Hi,

After migrating from one host to another I found out one interesting thing:
DRUPAL DATA IS STORED IN MYSQL TABLES IN THE LATIN1 (!) CHARSET.

I don't know why it is so, but I know that if searching in my native language (not english)
the SEARCH is CASE-SESNITIVE, which is totally unaccepable (becase on other sites it's working fine).

If any way to conver my current sql tables from latin1 to utf-8 and will it help wich seach and may be something else?

thank you.

Comments

Avm’s picture

This means you have some problems with connection between MySQL and Drupal.
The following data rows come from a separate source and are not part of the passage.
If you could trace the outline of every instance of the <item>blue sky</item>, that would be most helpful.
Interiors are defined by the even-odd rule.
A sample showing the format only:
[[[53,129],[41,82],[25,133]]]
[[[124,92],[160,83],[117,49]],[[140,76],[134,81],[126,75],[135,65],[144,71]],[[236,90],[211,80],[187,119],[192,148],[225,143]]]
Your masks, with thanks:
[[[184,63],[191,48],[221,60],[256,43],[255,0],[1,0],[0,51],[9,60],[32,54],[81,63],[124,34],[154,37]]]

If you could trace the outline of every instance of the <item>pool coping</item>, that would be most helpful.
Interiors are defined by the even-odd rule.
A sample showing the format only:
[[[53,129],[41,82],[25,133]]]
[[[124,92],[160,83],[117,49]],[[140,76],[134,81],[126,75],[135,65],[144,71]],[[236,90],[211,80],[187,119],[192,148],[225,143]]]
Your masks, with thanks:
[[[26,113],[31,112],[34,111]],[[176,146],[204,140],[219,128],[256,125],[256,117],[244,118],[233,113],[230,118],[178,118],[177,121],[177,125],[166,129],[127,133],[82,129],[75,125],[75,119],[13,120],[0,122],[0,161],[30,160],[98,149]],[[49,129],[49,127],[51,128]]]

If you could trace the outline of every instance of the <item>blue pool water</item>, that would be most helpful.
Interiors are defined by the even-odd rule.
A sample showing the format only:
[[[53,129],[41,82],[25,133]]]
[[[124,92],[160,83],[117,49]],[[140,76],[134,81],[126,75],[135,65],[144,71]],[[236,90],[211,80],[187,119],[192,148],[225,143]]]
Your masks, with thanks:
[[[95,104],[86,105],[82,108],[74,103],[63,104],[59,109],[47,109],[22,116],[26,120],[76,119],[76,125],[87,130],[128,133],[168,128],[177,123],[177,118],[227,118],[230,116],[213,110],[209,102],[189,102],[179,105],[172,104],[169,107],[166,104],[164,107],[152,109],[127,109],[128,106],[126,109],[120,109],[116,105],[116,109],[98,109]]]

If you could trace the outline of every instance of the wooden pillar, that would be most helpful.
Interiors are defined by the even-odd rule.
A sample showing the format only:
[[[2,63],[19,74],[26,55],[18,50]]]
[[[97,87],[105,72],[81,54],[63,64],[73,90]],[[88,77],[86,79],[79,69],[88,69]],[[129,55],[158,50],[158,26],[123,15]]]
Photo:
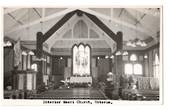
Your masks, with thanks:
[[[123,33],[117,32],[116,35],[117,51],[123,49]],[[116,56],[116,74],[123,73],[122,55]]]
[[[37,32],[37,43],[36,43],[36,56],[37,58],[42,57],[43,51],[43,33]],[[42,61],[37,62],[37,76],[36,76],[36,87],[39,87],[43,83],[43,74],[42,74]]]

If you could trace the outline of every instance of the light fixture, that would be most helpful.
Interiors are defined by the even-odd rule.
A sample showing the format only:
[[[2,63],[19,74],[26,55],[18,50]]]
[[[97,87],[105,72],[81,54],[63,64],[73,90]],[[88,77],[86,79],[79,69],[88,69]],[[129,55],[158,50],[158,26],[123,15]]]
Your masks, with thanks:
[[[128,52],[127,51],[124,51],[123,53],[122,53],[122,55],[128,55]]]
[[[10,47],[12,46],[12,43],[10,41],[4,42],[4,47]]]
[[[116,53],[115,53],[116,56],[119,56],[119,55],[128,55],[128,52],[125,51],[125,50],[118,50]]]
[[[22,55],[26,56],[27,52],[26,51],[22,51]]]
[[[35,55],[33,51],[28,52],[29,55]]]
[[[113,59],[113,58],[114,58],[114,55],[111,55],[110,58]]]
[[[144,58],[145,58],[145,59],[147,59],[147,58],[148,58],[148,55],[147,55],[147,54],[145,54],[145,55],[144,55]]]
[[[108,56],[108,55],[106,55],[106,56],[105,56],[105,58],[107,59],[107,58],[109,58],[109,56]]]
[[[130,40],[126,42],[126,46],[130,46],[130,47],[146,47],[147,43],[143,40],[140,40],[138,38],[134,39],[134,40]]]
If you have MySQl > 4.1 then you are lucky and this could be fixed easily.

You should do two things.

1. Convert you data stored in tables from LATIN1 to UTF8.
2. Tell Drupal ti should connect to base using UTF8, in includes/database.mysql.inc:

$connection = mysql_connect($url['host'], $url['user'], $url['pass'], TRUE) or die(mysql_error());

mysql_query('SET NAMES utf8');
mysql_query('SET CHARACTER_SET utf8');

mysql_select_db(substr($url['path'], 1), $connection) or die('unable to select database');

And your base should have collation=utf8_general_ci

Continental’s picture

1. do you want me to run those php script? I'm afraid... =)
2. why I didn't have this before by default?

My sql version was always and now > 4.1

Avm’s picture

1. If you have console access you can dump you database:
mysqldump --default-character-set=utf8 db_name > dump.sql
May be you need set default-character-set to latin1 , you will see it from dump-file

After it drop existing DB and recreate it with right collation, for example: utf8_general_ci, then import your data (check for proper SET NAMES in dump file).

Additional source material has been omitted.